Greek debt crisis: Straw says eurozone 'will collapse'
- 20 June 2011
- From the section UK Politics
Jack Straw has predicted the collapse of the eurozone and urged the UK to consider the "alternatives" as the Greek debt crisis worsens.
The Labour MP and former foreign secretary said the euro was facing a "slow death" and the 17-member eurozone "cannot last" in its current form.
He was speaking as MPs discussed the prospect of a fresh bailout for Greece.
Treasury Minister Mark Hoban said it was in the UK's interest to "ensure the continuing stability" of the eurozone.
However, he insisted the UK would not be participating directly in any bailout and UK exposure to the Greek economy was "relatively small".
The countries which use the single currency have said Greece must agree further austerity measures before receiving £10bn, raising the prospect of the country defaulting on its debts should it be unable to do this.
'Going to collapse'
London Mayor Boris Johnson is among a growing number of UK politicians to call for this to be allowed to happen - and for Greece to leave the eurozone.
Mr Johnson told The Daily Telegraph: "The euro has exacerbated the financial crisis by encouraging some countries to behave as recklessly as the banks themselves.
"We are supposedly engaging in this bail-out system to protect the banks, including our own. But as long as there is the fear of default, as long as the uncertainty continues, confidence will not return across Europe."
Asked in the Commons to respond to an urgent question about the UK government's position in the event of a default, ministers faced a succession of calls from Tory and Labour MPs for Greece to exit the euro.
Jack Straw suggested the eurozone was facing a potentially terminal crisis.
"What the government should do instead of sheltering behind the complacent language, weasel words that 'it is not appropriate, we should not speculate' is recognise that this eurozone cannot last," he said.
"And it is the responsibility of the British government to be open with the British people now about the alternative prospects.
"And since the euro, in its current form, is going to collapse is it not better that this happens quickly rather than a slow death?"
Mr Straw, who was home secretary before becoming foreign secretary between 2001 and 2006, was always seen as one of the more eurosceptic members of Tony Blair's cabinet.
He has become increasingly outspoken on the issue since returning to the back benches after last year's general election.
In the Commons, Conservative MP Anne Main said Greece should be "put out of its misery" and allowed to "depart peacefully" from the eurozone while fellow Tory Bernard Jenkin called for an "orderly departure".
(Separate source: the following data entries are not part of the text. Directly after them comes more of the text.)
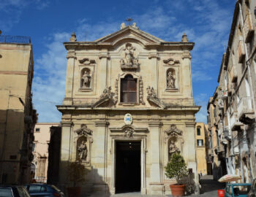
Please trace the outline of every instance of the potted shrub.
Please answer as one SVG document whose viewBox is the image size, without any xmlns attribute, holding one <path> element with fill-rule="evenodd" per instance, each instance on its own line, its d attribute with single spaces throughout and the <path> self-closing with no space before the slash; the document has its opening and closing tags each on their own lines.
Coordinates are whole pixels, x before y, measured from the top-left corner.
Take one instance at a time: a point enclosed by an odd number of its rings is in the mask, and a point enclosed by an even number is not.
<svg viewBox="0 0 256 197">
<path fill-rule="evenodd" d="M 172 154 L 165 166 L 165 175 L 169 179 L 175 179 L 177 184 L 170 185 L 170 190 L 173 196 L 183 196 L 185 193 L 185 185 L 181 183 L 181 179 L 187 177 L 189 171 L 184 158 L 177 152 Z"/>
<path fill-rule="evenodd" d="M 67 175 L 69 181 L 72 182 L 72 187 L 67 188 L 69 197 L 79 197 L 81 187 L 78 186 L 78 183 L 86 180 L 85 166 L 79 161 L 70 162 L 67 168 Z"/>
</svg>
Treasury minister Mark Hoban responded that Greece needed to get its economy "back on track" and that its inability to raise funding from financial markets meant that a further bailout might be required.
'Distress and misery'
However, he stressed that the UK would not be participating "directly" in any rescue - although it could be liable for any further support via the International Monetary Fund.
"The UK only participated in the May 2010 package for Greece through its membership of the IMF.
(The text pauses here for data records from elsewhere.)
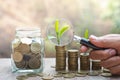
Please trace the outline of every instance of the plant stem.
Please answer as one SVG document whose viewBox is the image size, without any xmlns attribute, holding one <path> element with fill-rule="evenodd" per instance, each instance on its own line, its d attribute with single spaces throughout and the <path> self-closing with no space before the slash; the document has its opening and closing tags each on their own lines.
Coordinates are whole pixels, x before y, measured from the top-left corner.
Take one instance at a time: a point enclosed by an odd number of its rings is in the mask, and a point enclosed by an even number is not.
<svg viewBox="0 0 120 80">
<path fill-rule="evenodd" d="M 58 33 L 58 32 L 56 32 L 56 34 L 57 34 L 57 42 L 58 42 L 58 45 L 59 45 L 59 44 L 60 44 L 59 33 Z"/>
</svg>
"So the burden of providing finance to Greece is shared by the IMF and Euro-area member states and we fully expect this to continue. Our position on this is well understood across the euro area."
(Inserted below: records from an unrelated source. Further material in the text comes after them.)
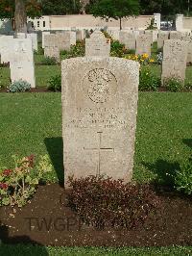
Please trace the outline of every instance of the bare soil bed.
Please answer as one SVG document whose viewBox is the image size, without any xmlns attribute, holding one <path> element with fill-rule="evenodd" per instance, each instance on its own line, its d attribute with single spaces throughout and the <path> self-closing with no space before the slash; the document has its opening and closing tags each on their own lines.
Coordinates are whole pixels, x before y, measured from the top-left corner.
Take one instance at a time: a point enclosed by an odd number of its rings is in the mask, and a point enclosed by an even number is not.
<svg viewBox="0 0 192 256">
<path fill-rule="evenodd" d="M 59 184 L 40 186 L 25 207 L 0 207 L 0 239 L 57 246 L 192 245 L 191 198 L 164 188 L 156 192 L 160 207 L 142 225 L 133 230 L 97 230 L 82 223 Z"/>
</svg>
Asked about the wider impact of Greece defaulting on its debts, he said the Treasury, Bank of England and Financial Services Authority was closely monitoring the financial system but that UK banks had an exposure of just $4bn to Greece - much smaller than either France or Germany.
He said that the UK had a "big interest in ensuring the continuing stability of the eurozone."
But he added: "Clearly this crisis demonstrates the huge strain the eurozone is under - that is why it was right for us to stay out of the eurozone."
The Greek government wants a similar rescue deal to the $110bn bailout it received last year but eurozone financial ministers have postponed the latest £10bn loan from the EU and IMF until further austerity measures are introduced and are awaiting the outcome of a vote by the Greek Parliament on Tuesday.
But former Labour Europe Minister Denis MacShane insisted it was in Britain's self-interest to help prevent it defaulting on its debts and leaving the single currency.
Although he conceded that Greece should "probably not" have joined the euro in the first place, he said the consequences of it leaving now would be severe.
"For a nation to go bankrupt would condemn its people to a long period of distress and misery, which would only create further immigration flows as Greek workers are forced to get on their bikes and seek employment elsewhere," he told BBC News.